Eight seasons as the famously prickly Dr. Gregory House won Hugh Laurie numerous fans but nothing significant in the way of awards. He went home empty-handed despite six Emmy nominations, although he did win a couple of Golden Globes and Screen Actors Guild awards.
Critics haven’t been all that friendly with “Friends” co-star Courteney Cox. She won a People’s Choice award in 1995 and a Screen Actor’s Guild award in 1996, but that was about it as far as major awards go. She was nominated for a Golden Globe for “Cougar Town” in 2010 but didn’t win.
He was nominated for one Oscar, three Golden Globes and four Primetime Emmys, but Jackie Gleason’s acclaimed work in “The Hustler,” “The Honeymooners” and “The Jackie Gleason Show” went officially unrecognized. His wife said the Emmy snubs “made him furious.”
Chris Noth has been nominated 10 times for Golden Globes, SAG Awards and other recognition, for work on “Sex and the City” and “Law & Order,” but has yet to win.
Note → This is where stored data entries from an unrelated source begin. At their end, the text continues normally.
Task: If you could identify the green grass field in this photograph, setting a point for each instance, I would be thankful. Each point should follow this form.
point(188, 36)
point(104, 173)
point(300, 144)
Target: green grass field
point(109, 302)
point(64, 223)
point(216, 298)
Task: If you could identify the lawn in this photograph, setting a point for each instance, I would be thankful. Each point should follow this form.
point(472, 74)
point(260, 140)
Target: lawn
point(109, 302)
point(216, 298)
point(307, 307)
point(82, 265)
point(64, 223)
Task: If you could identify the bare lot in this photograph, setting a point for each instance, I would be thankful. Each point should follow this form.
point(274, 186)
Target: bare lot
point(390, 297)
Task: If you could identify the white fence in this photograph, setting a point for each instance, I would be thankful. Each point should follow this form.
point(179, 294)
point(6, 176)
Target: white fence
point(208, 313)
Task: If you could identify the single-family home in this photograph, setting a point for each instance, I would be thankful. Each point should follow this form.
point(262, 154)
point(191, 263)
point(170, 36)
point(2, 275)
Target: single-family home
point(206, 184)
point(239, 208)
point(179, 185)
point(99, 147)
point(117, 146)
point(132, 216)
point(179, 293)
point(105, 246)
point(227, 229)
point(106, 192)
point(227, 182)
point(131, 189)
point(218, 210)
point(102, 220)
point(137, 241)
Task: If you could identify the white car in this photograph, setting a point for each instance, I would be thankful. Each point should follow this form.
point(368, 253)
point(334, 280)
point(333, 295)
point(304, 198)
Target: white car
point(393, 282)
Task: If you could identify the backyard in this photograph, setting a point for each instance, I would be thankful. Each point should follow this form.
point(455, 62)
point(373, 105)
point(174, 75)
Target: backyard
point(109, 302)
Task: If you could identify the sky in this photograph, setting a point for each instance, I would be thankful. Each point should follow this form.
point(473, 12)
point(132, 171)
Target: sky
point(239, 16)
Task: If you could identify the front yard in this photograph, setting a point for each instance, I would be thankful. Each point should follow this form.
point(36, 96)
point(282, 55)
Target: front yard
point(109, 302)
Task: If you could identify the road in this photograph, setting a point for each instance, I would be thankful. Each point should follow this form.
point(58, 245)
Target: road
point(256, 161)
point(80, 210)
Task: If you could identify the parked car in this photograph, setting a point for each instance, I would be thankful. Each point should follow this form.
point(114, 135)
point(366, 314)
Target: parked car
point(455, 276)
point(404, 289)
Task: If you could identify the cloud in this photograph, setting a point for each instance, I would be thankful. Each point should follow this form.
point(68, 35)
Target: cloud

Despite successful stints in television staples “Bonanza” and “Little House on the Prairie,” Michael Landon never took home much hardware. He got one Golden Globe nomination for best actor in a television drama.
Despite his pioneering influence on sitcoms — he developed the technique of using multiple cameras to film scenes — and his work on the popular “I Love Lucy” television program, Desi Arnaz was never nominated for any major individual awards, winning only one Golden Globe he shared with his wife, Lucille Ball, for their show.